Speaker 2: Are you tired of modern medicine being based on science,
Speaker 2: research and evidence. Do you long for a simpler time
Speaker 2: when confidence was all you needed to sell a cure,
Speaker 2: then you might be ready for Panasa Pantry, the only
Speaker 2: subscription box that delivers historically inspired remedies straight to your
Speaker 2: door with absolutely no guarantee that any of them will
Speaker 2: do anything helpful at all, where each month you can
Speaker 2: enjoy a carefully curated selection of treatments that once convinced
Speaker 2: entire populations they were on the cutting edge of health,
Speaker 2: including radium adjacent water that is definitely just sparkling water,
Speaker 2: but feels more exciting if you squint, tapewarm inspired gummies
Speaker 2: that are completely harmless but emotionally unsettling, and medicinal ketchup
Speaker 2: shots that bring you one step closer to living like
Speaker 2: it is eighteen thirty four. Again, Panacea Pantry exists because
Speaker 2: if something worked once for someone somewhere under unclear circumstances,
Speaker 2: then it probably deserves a second chance, or at least
Speaker 2: a second look.
Speaker 1: Dear listener, as we come back from that brief and
Speaker 1: questionable interruption, it is worth reflecting on how easily the
Speaker 1: past mirrors the present, Because while we may no longer
Speaker 1: believe that catchup can cure disease or that radioactive water
Speaker 1: can restore vitality. We are still drawn to quick fixes,
Speaker 1: miracle cures, and solutions that promise more than they can
Speaker 1: realistically deliver.
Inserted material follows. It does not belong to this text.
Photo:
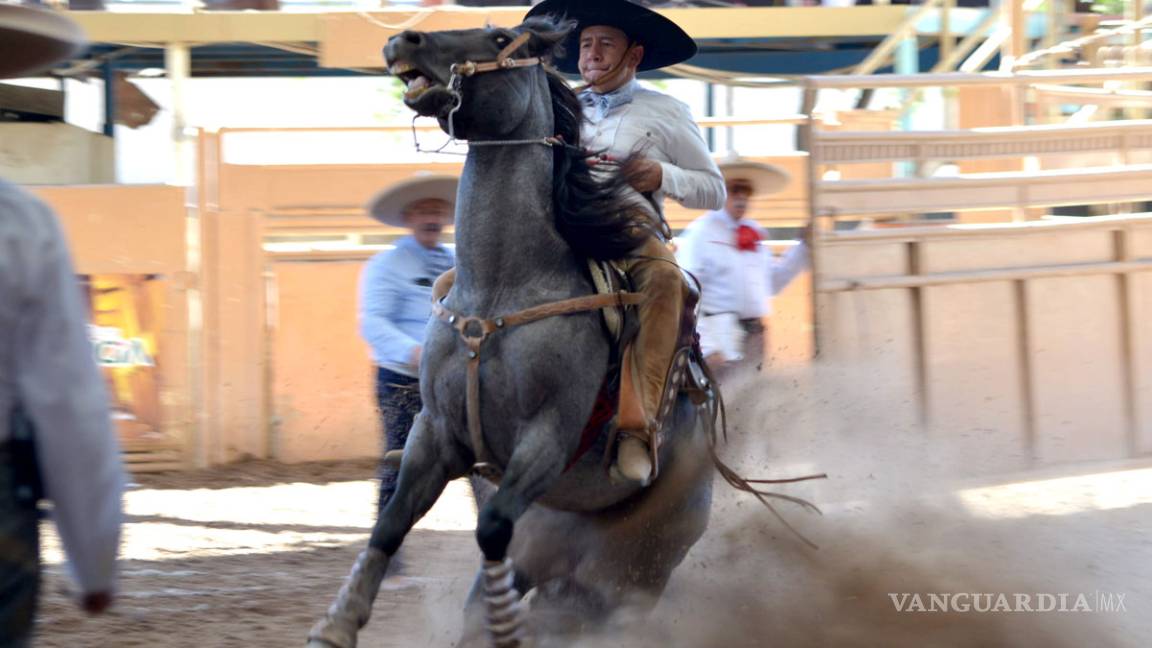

And while the packaging may have changed and
Speaker 1: the language may be more sophisticated, the underlying desire remains
Speaker 1: exactly the same, which means that the strange history of
Speaker 1: food and medicine is not just a collection of bizarre
Speaker 1: stories from the past, but a reminder that the line
Speaker 1: between what we consume for nourishment and what we consume
Speaker 1: for healing has always been blurred. And so the next
Speaker 1: time you reach for that bottle of ketchup, the next
Speaker 1: time you add it to your plate without a second thought,
Speaker 1: take a moment to consider the strange journey it has
Speaker 1: taken from feared fruit to miracle cure to everyday condiment,
Speaker 1: and ask yourself not just how it got there, but
Speaker 1: what it says about us, about our willingness to believe,
Speaker 1: our desire to trust, and our constant search for something
Speaker 1: that will make us feel just a little bit better.
Speaker 1: Because history has shown us again and again that what
Speaker 1: we believe today may not look so certain tomorrow, and
Speaker 1: the things we accept without question now may one day
Speaker 1: become the stories that leave future generations wondering how we
Speaker 1: ever thought they were a good idea. Sleep well, dear listener,
Speaker 1: and maybe just maybe read the label first.